California law allows transgender inmates in women’s prisons. Now female inmates are complaining National


SACRAMENTO, Calif. – A women’s rights group is suing the state for repealing a new law requiring prisons to place transgender and gender neutral inmates in facilities that match their gender identity, alleging the practice puts incarcerated people at risk.

The Women’s Liberation Front filed a lawsuit in the U.S. District Court for the Eastern District of California last week on behalf of several women incarcerated and a group, Woman II Woman, who advocates for incarcerated women.

Two of the plaintiffs in the lawsuit, both women in custody, allege having been sexually abused by inmates who identify as transgender or non-binary.

The lawsuit states that one of the alleged assaults took place after the law went into effect, while the other alleged assault does not indicate when it occurred.

Several of the plaintiffs say they have been victims of domestic violence in the past. Several of the plaintiffs also cite their religious beliefs, which they believe are compromised by being in custody with transgender women.

Amie Ichikawa of the Woman II Woman group said she was shocked when she first read the law that later became law, adding that she was not alone.

“We have had so many calls, letters, various messages from women who feel they have been forgotten, completely left out,” said Ichikawa.

Ichikawa said she supports the safety of transgender women behind bars, but not in a way that allows sexual predators to slip under the umbrella of transgender identity.

“We want to make sure everyone is safe here,” said Ichikawa.
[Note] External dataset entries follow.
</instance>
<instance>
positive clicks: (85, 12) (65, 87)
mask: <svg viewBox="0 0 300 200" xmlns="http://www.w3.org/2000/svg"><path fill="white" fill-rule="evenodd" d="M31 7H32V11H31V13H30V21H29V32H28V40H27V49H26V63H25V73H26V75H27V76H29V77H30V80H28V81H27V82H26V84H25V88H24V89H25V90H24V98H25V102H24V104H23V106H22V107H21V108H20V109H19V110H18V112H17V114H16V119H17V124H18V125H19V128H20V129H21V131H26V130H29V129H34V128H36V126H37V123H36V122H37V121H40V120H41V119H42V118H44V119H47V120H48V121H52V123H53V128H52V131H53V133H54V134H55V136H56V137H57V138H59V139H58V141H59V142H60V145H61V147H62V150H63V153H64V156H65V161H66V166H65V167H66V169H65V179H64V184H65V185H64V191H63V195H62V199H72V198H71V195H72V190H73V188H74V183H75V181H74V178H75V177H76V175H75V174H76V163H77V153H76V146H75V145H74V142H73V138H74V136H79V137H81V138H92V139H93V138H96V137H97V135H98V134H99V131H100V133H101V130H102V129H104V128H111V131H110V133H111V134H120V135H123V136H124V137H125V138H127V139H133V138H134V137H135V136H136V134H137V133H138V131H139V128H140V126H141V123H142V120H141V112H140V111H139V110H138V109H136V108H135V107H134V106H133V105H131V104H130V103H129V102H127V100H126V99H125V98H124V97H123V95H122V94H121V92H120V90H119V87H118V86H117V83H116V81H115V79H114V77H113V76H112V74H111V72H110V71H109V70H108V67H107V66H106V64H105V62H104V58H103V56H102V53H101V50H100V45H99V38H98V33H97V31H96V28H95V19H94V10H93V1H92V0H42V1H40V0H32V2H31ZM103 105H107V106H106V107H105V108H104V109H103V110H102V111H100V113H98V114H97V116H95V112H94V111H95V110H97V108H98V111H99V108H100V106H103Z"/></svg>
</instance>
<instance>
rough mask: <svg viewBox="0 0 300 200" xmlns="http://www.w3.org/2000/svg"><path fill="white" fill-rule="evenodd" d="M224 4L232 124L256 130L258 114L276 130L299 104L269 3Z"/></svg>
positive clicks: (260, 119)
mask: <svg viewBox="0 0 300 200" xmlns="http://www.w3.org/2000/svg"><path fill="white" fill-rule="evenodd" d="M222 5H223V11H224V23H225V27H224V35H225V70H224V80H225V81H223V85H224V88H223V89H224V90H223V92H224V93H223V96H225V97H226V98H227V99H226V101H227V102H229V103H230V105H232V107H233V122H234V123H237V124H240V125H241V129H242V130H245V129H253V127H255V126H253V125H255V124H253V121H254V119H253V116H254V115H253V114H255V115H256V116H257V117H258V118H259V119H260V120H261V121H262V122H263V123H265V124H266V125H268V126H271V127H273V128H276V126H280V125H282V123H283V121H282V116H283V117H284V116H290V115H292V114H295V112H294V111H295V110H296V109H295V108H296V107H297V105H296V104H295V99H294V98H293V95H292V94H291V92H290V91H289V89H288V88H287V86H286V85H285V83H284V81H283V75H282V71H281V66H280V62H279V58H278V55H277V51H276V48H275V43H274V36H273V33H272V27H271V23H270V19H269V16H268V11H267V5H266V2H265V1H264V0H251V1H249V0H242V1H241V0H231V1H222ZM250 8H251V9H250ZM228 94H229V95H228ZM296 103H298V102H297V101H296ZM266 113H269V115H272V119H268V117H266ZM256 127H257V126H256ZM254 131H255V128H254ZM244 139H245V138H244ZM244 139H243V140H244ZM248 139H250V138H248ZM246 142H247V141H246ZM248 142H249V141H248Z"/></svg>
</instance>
California Department of Corrections and Rehabilitation spokeswoman Terry Thornton said Tuesday that the department has not yet served the lawsuit and that the department is not commenting on any pending litigation.

“However, the department is committed to providing everyone in their care with a safe, humane, rehabilitative and protected environment. Federal and state laws impose legal obligations related to the treatment of individuals in custody with specific provisions for gender-inconsistent individuals. “said Thorton.

According to the department, 291 people in male prisons in the state have requested to be transferred to a female prison.

Of these, 41 transfer requests were approved, six rejected, 10 withdrawn and the rest is still under review by the department.

In addition, seven people detained in women’s facilities have applied for transfer to a men’s facility. All of these transfer requests are still under review.

Act author, Senator Scott Wiener, D-San Francisco, labeled the lawsuit and its proponents transphobic in its portrayal of transgender inmates as a potential threat. The California Family Council, a conservative group that campaigned against the law, also sponsored the lawsuit this week.

“Spreading out the trans community and claiming that basically all trans women are sexual predators is wrong, it is completely defamatory, but it is not the right playbook when it comes to attacks on trans people”, said Wiener.

Transgender inmates face well-documented hazards in prisons and prisons.

A 2015 National Inmate Survey conducted by the Federal Bureau of Justice Statistics found that more than a third of transgender inmates in prisons and jails had experienced sexual assault by facility staff or other inmates over a year, according to a report by CBS news.

The Federal Office for Victims of Crime reports that 15% of transgender people report having been sexually abused while in detention, with the number of African American transgender people more than doubling to 32%.